Kisah Hangat di Balik Waktu Menunggu

Menunggu sering kali terasa seperti perjalanan panjang tanpa peta. Waktu melambat, detak jam terdengar lebih keras daripada biasanya, dan seseorang bisa merasa sendirian meski berada di tengah keramaian. Dalam setiap detik menunggu, kita sering kali mencari-cari cara untuk membuat waktu berjalan lebih cepat. Beberapa orang memilih menatap layar gawai, mengusir jenuh dengan guliran tanpa akhir. Sebagian membuka buku yang entah sudah berapa lama tidak tersentuh. Ada pula yang memilih berbicara tanpa arah, sekadar agar suasana tidak terlalu sunyi. Namun, bagi sebagian lainnya, menunggu justru mengantarkan mereka pada ruang kontemplasi: ruang untuk diam, merenung, dan sesekali, tanpa disadari, mengenang wajah seseorang entah ayah, entah anak yang pernah, atau masih, mereka tunggu.

Saya pun menjalani masa-masa menunggu itu saat mengantar anak saya berlatih taekwondo setiap malam. Latihan dimulai pukul tujuh dan berakhir sekitar pukul setengah sepuluh, kadang-kadang bahkan lebih larut. Dua hingga tiga jam bukanlah waktu yang pendek untuk sekadar duduk di bangku depan dojang, di bawah lampu kuning yang temaram dan kadang berkedip pelan, seolah ikut menahan letih bersama para orang tua yang menunggu. Bila seseorang hanya melihat dari kejauhan, mungkin yang terlihat hanyalah ayah-ayah biasa yang mengantar anaknya. Tetapi bila diperhatikan lebih dekat, di sanalah terhampar kisah cinta paling sunyi yang pernah ada.

Pada awal-awal saya mengantar anak latihan, saya masih membawa buku. Walau lampu terlalu redup untuk membaca dengan nyaman, saya tetap menaruh satu buku di tas, seolah ingin memberi harapan pada diri sendiri bahwa waktu menunggu ini akan berlangsung produktif. Tetapi kenyataannya berbeda. Cahaya yang remang membuat saya hanya membuka halaman pertama, lalu menutupnya kembali.
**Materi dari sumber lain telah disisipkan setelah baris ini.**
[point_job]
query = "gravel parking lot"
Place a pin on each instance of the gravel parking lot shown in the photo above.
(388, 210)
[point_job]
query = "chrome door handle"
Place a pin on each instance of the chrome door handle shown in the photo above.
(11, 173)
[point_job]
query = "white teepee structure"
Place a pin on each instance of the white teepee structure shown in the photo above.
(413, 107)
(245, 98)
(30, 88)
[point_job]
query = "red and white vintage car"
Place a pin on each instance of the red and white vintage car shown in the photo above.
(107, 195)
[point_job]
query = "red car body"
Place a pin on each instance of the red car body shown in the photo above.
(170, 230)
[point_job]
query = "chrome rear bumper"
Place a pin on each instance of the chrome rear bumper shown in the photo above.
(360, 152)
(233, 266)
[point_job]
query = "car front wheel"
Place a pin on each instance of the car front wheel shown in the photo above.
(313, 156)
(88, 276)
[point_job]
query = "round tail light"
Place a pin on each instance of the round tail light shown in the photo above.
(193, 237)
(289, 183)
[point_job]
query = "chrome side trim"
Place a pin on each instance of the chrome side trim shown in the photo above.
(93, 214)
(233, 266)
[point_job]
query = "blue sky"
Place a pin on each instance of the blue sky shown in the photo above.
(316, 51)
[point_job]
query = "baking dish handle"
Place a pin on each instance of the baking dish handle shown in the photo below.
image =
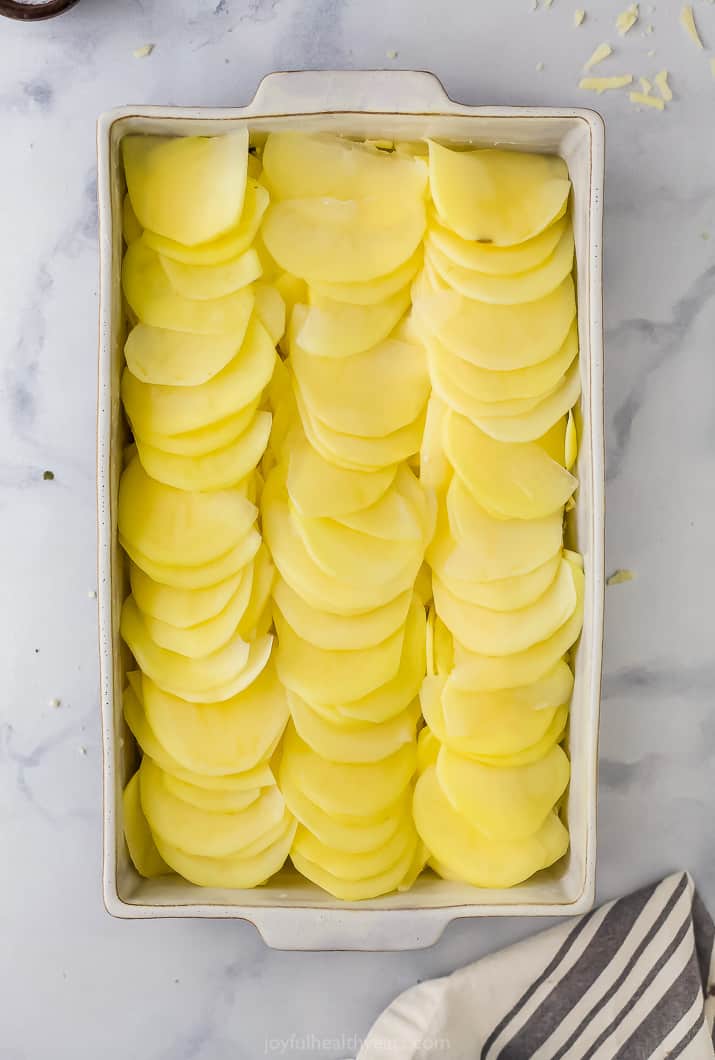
(316, 91)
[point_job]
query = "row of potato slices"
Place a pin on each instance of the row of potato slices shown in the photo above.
(497, 304)
(344, 515)
(207, 706)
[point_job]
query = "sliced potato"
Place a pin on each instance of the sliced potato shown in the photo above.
(143, 851)
(220, 470)
(172, 410)
(188, 189)
(232, 243)
(175, 527)
(516, 480)
(461, 852)
(497, 197)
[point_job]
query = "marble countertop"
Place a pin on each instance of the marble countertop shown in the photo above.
(76, 984)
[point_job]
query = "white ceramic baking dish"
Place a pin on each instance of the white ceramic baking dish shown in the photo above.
(289, 912)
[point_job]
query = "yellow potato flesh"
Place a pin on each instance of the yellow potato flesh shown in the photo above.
(507, 289)
(504, 632)
(489, 672)
(143, 851)
(507, 802)
(512, 480)
(334, 676)
(494, 260)
(212, 471)
(352, 742)
(171, 410)
(152, 297)
(337, 241)
(204, 637)
(486, 385)
(362, 789)
(232, 871)
(296, 164)
(336, 330)
(234, 242)
(219, 738)
(174, 527)
(351, 834)
(499, 197)
(533, 424)
(204, 282)
(204, 832)
(201, 577)
(340, 632)
(461, 852)
(318, 488)
(497, 337)
(371, 292)
(189, 189)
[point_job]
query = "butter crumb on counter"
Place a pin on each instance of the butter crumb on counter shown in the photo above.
(627, 19)
(601, 53)
(647, 101)
(605, 84)
(619, 577)
(662, 85)
(687, 22)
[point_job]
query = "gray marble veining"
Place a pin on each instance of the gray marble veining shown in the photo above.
(74, 984)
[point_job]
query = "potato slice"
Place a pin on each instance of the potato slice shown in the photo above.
(337, 241)
(507, 289)
(220, 470)
(494, 723)
(497, 197)
(340, 632)
(188, 189)
(503, 802)
(344, 392)
(202, 577)
(154, 300)
(485, 385)
(371, 292)
(504, 594)
(143, 851)
(516, 480)
(354, 741)
(219, 738)
(354, 866)
(461, 852)
(496, 337)
(489, 672)
(318, 488)
(334, 676)
(231, 244)
(337, 330)
(175, 527)
(323, 164)
(172, 410)
(203, 638)
(202, 283)
(490, 259)
(351, 834)
(364, 789)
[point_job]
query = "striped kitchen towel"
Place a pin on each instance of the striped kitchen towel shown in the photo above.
(631, 979)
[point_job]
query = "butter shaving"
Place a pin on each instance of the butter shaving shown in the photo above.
(602, 52)
(647, 101)
(687, 22)
(627, 19)
(605, 84)
(662, 85)
(619, 577)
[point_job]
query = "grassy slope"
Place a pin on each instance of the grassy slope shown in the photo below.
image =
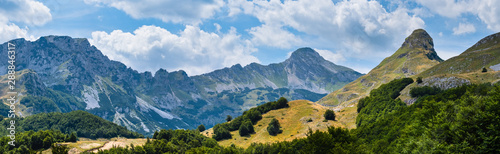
(293, 121)
(468, 65)
(88, 144)
(390, 68)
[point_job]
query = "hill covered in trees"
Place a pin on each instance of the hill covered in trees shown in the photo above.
(458, 120)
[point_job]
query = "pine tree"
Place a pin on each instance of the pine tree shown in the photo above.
(274, 127)
(201, 128)
(419, 80)
(72, 137)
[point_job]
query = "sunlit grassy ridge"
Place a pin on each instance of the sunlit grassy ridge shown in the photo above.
(415, 56)
(293, 121)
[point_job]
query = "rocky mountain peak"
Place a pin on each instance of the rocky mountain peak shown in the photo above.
(305, 55)
(420, 42)
(419, 39)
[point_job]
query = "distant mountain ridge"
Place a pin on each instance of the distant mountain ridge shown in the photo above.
(415, 55)
(74, 75)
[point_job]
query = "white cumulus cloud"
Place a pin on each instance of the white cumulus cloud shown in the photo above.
(331, 56)
(29, 12)
(486, 10)
(184, 11)
(464, 28)
(195, 51)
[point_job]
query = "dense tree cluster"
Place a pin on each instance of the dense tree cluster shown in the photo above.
(246, 128)
(423, 91)
(419, 80)
(458, 120)
(253, 115)
(201, 128)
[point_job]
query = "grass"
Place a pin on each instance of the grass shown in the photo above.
(293, 121)
(85, 144)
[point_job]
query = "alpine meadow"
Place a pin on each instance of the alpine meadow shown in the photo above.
(249, 76)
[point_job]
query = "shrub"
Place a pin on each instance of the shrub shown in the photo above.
(419, 80)
(221, 132)
(274, 127)
(201, 128)
(246, 128)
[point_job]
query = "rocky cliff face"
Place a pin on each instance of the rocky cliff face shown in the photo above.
(61, 68)
(415, 55)
(305, 69)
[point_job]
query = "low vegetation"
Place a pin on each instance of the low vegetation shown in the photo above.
(82, 123)
(329, 115)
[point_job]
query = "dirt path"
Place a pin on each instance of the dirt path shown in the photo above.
(109, 145)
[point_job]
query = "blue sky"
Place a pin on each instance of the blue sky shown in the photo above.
(199, 36)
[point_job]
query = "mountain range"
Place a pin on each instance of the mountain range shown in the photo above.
(417, 58)
(62, 74)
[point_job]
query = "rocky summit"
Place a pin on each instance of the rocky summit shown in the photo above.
(70, 74)
(415, 55)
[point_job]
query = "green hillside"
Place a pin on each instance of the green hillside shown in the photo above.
(458, 120)
(484, 54)
(294, 121)
(415, 55)
(82, 123)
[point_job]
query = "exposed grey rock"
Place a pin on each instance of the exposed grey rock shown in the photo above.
(112, 91)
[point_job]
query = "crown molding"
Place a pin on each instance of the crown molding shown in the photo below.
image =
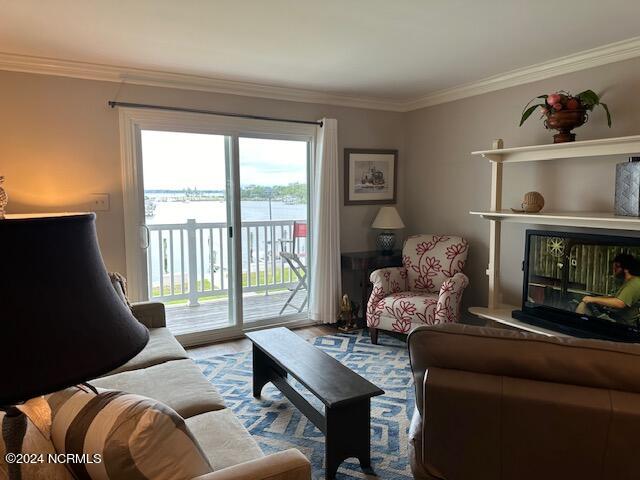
(611, 53)
(156, 78)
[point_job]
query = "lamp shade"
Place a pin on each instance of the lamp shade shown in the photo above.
(388, 219)
(61, 321)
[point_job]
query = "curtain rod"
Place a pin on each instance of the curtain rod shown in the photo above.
(113, 104)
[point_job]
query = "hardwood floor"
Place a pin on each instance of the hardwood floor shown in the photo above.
(182, 319)
(243, 344)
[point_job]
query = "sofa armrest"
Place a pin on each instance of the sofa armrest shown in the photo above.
(150, 314)
(515, 354)
(288, 465)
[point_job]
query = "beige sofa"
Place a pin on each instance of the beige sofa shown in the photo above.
(163, 371)
(500, 404)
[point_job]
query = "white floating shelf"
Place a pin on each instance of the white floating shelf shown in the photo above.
(503, 316)
(572, 219)
(584, 148)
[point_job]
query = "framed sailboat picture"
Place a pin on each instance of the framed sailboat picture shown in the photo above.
(370, 176)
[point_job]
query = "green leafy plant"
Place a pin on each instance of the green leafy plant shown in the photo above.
(563, 100)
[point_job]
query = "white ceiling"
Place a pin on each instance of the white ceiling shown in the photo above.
(393, 50)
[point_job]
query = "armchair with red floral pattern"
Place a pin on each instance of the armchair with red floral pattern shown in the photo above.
(426, 290)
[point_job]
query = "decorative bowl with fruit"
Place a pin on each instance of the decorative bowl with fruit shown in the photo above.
(564, 112)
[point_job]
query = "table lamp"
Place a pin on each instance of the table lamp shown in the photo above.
(387, 219)
(61, 321)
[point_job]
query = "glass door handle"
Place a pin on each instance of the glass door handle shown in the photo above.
(145, 236)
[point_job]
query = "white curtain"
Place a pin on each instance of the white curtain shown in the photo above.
(326, 284)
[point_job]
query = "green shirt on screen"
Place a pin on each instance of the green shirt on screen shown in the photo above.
(629, 293)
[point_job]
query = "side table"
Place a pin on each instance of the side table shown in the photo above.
(360, 265)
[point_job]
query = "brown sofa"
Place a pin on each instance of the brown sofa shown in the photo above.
(164, 371)
(501, 404)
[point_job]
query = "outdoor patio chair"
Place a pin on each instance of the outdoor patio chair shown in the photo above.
(296, 266)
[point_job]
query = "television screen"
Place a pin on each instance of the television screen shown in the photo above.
(591, 278)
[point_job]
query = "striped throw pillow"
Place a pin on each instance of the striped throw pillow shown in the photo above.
(136, 437)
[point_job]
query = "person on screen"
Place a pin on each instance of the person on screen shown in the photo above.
(624, 306)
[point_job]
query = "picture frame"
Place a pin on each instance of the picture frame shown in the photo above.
(370, 176)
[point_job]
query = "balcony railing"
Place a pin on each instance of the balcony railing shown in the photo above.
(189, 261)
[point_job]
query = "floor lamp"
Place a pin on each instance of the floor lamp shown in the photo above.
(61, 322)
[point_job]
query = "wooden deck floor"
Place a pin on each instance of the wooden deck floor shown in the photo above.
(183, 319)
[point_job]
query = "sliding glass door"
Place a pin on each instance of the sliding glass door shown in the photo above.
(273, 176)
(187, 219)
(217, 221)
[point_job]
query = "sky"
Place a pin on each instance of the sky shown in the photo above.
(176, 160)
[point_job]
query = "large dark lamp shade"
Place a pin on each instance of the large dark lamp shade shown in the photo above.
(61, 321)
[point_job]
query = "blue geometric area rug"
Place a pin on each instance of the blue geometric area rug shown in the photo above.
(277, 425)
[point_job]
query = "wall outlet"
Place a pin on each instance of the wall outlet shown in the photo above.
(99, 202)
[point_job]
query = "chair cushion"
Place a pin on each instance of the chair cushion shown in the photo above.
(135, 436)
(178, 384)
(223, 438)
(162, 347)
(403, 311)
(431, 259)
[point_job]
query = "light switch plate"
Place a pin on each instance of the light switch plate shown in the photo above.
(99, 202)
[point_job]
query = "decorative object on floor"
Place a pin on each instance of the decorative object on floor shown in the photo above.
(348, 314)
(77, 330)
(627, 198)
(275, 423)
(370, 176)
(426, 290)
(533, 202)
(564, 112)
(279, 354)
(387, 219)
(4, 198)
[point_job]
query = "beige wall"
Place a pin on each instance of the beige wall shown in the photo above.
(446, 182)
(60, 142)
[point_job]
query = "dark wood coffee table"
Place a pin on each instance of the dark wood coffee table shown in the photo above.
(346, 396)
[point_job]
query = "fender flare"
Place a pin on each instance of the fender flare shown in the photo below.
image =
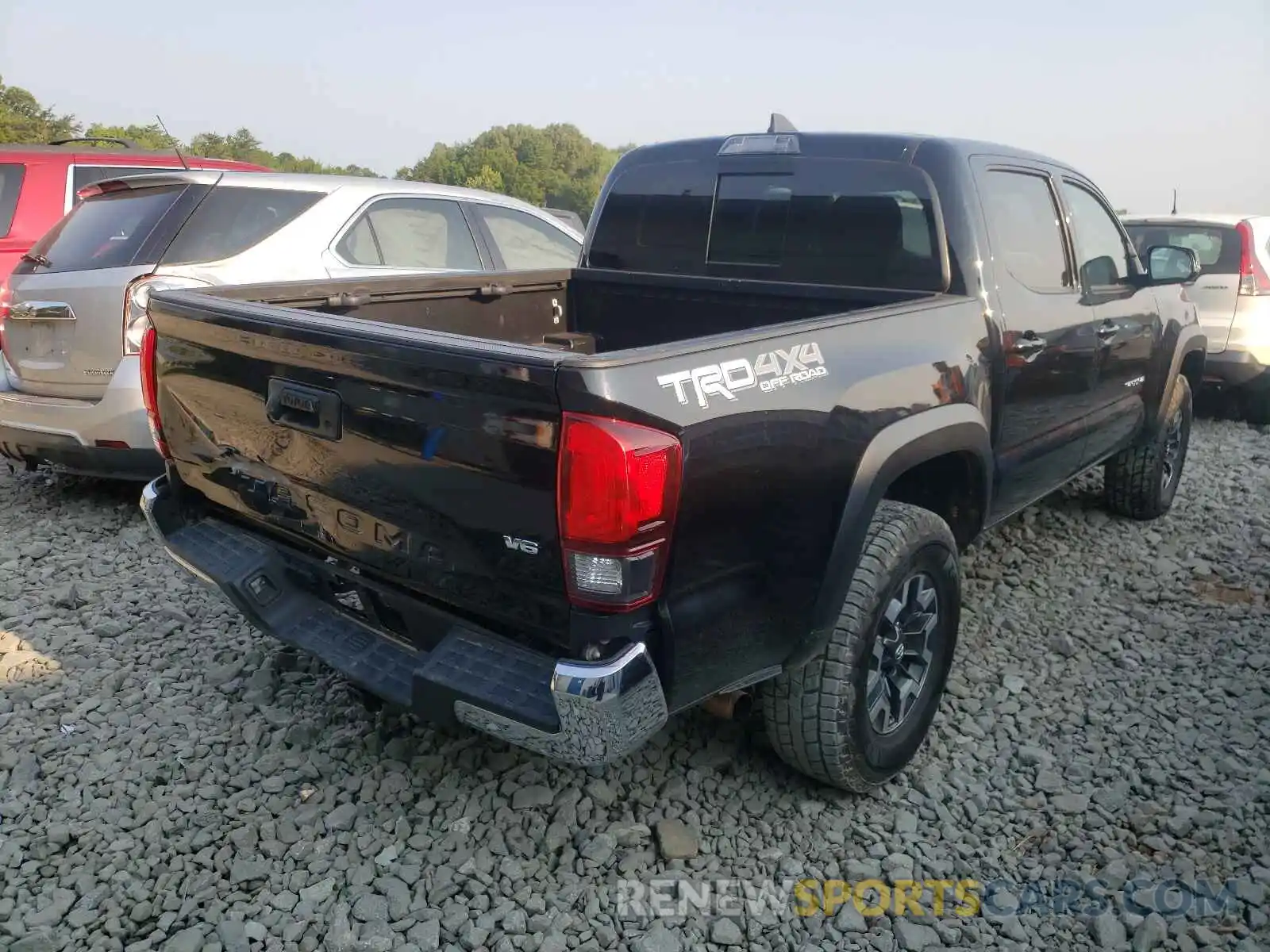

Saya tergoda untuk bertanya kepada para sabeum tentang teknik, tahapan sabuk, disiplin latihan, dan banyak hal lainnya, namun saya tidak sampai hati mengganggu mereka. Selain karena rasa sungkan, saya juga merasa bahwa waktu latihan anak-anak ini terlalu berharga untuk disela hanya demi memuaskan rasa ingin tahu seorang ayah baru seperti saya.

Hari-hari berlalu. Minggu menjadi bulan. Dan lambat laun, rasa bosan mulai tumbuh seperti rumput liar. Ketidaktahuan saya tentang taekwondo membuat rasa ingin tahu justru berubah menjadi rasa terasing. Saya ingin memahami dunia anak saya, tetapi saya tidak memiliki siapa pun untuk bertanya. Setiap kali saya membuka chat grup WhatsApp dojang, saya membaca tanpa sungguh-sungguh paham. Ada istilah yang asing, instruksi yang samar, dan penjadwalan yang kadang membuat saya bertanya dalam hati apakah semua orang selain saya sudah begitu berpengalaman.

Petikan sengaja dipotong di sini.